Dusting for fingerprints on The Center Won’t Hold inevitably turns up a lot of thumb smudges from Annie Clark, professionally known as St. Vincent. Internet chatter reached cyclone proportions at the start of the year when social media photos revealed Clark was producing new Sleater-Kinney music, and an initial listen to the results produces an instinctive you-got-your-chocolate-in-my-peanut-butter reaction of distinct flavors combining to form a new whole that strongly maintains the qualities of its individual parts. But dismissals that Sleater-Kinney lost themselves in the St. Vincent studio wonderland ignore the simple truth that the band always operated in a state of perpetual reinvention. It was a major leap from All Hands on the Bad One to One Beat and yet another record-challenging long jump to reach The Woods. The reason Sleater-Kinney is formidable is because they don’t sit still, stamping out what’s expected.
It’s admittedly easy to pluck of the most dramatic disruptions of expectation, such as the disco fervor of the repeated line “You got me used to lovin’ you” on the chewy single “Hurry on Home” or the expansive explorations of “Bad Dance,” which sounds like the soundtrack to a ride on a melting carousel. “Can I Go On” traces the contradictions of modern life against a loping beat and guitars that squawk and reverberate, like Chvrches with the sunshine squeezed out. But Sleater-Kinney also looks backward to go forward. The title cut channels PJ Harvey from the mid-nineteen-nineties, at least until the more familiar Sleater-Kinney bulldozer of guitars and drums bursts through on the track’s last third, and “Restless” carries faint yet distinct echoes of the downbeat indie rock that emerged in the same era as a weary retort to the arena-ready booms of grunge pretenders.
The retrospection is more overt on “Love,” which tracks through the band’s history complete with Easter egg references. But even that is ultimately in service of an assertion of uncompromising forward motion, a commitment to now and beyond (“We can be young/ And we can be old/ As long as we have each other to hold”). A similar sentiment crops up on “The Future is Here” (“I need you more than I ever have/ Because the future’s here and we can’t go back”), highlighting the solace and security Corin Tucker and Carrie Brownstein found in rejuvenating their longtime collaboration.
After The Center Won’t Hold was recorded, a supporting tour was announced, and related promotional ventures were launched, drummer Janet Weiss announced she was leaving the band, evidently lacking enthusiasm for the newer material. The sense of reforged togetherness found on album sits strangely at odds with that bit of late-breaking news, but it’s Tucker and Brownstein who were there from the jump (though she’s been the drummer for most of the band’s life, Weiss was technically the fourth person to occupy the stool behind the kit), and the most poignant expressions of shared strength are the musical equivalent of Louise Sawyer and Thelma Dickinson intertwining fingers as their Ford Thunderbird races toward the canyon’s edge. They are in this together, proceeding under their own terms.

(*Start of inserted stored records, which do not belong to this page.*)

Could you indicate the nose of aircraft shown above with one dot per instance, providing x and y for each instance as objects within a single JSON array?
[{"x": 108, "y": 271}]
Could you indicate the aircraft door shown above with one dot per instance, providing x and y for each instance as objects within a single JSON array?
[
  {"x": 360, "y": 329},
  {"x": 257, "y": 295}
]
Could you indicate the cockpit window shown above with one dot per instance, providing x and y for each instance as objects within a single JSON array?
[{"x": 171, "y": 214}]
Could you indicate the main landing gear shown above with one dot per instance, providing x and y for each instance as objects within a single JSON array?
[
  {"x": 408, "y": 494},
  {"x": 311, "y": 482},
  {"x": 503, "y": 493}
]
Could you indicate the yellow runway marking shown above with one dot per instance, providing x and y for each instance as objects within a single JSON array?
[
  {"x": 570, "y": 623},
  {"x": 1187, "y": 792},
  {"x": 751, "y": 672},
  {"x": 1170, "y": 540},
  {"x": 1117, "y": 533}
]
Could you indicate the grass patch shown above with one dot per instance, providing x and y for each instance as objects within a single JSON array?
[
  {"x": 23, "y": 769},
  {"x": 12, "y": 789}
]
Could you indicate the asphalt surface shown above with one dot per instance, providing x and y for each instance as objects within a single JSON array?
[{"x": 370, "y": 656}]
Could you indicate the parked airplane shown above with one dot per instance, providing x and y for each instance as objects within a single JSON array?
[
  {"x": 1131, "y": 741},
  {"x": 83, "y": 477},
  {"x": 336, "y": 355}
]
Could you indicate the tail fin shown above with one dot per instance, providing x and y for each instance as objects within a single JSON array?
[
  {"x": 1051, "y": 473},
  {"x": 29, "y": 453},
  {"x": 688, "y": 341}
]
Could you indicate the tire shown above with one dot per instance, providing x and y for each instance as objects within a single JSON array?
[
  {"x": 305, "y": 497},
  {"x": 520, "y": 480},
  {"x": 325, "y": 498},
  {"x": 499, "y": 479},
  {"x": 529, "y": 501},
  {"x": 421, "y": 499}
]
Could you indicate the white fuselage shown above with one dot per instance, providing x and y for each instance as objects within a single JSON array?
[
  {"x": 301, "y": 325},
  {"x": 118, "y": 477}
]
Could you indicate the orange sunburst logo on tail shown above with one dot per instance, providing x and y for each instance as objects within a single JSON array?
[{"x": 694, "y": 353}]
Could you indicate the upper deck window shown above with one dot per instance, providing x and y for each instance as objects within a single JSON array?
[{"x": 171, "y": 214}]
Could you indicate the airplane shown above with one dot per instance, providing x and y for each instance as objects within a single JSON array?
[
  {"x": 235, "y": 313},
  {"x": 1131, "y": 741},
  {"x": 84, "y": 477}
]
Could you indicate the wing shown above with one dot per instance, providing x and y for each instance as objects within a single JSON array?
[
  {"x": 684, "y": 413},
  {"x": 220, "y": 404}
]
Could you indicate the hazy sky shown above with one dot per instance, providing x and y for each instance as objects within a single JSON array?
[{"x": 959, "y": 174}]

The album closes with the spare ballad “Broken,” which in its plaintive piano and smooth vocals is probably the furthest removed from anything Sleater-Kinney has put on record previously. But I’ll wager that track wouldn’t have stirred any resentment from purists who want their musical acts to echo on into infinity. “Broken” adheres to what a rock band is allowed to do, the kind of stretching of an artistic mandate that is deemed appropriate. But Sleater-Kinney doesn’t need to follow the snooty rules drawn up haphazardly by others. That’s another point make clear in “Love”: “And we can be rough/ And we can be smooth/ There’s nothing to hide/ And there’s nothing to prove.” Agreed. And bravo.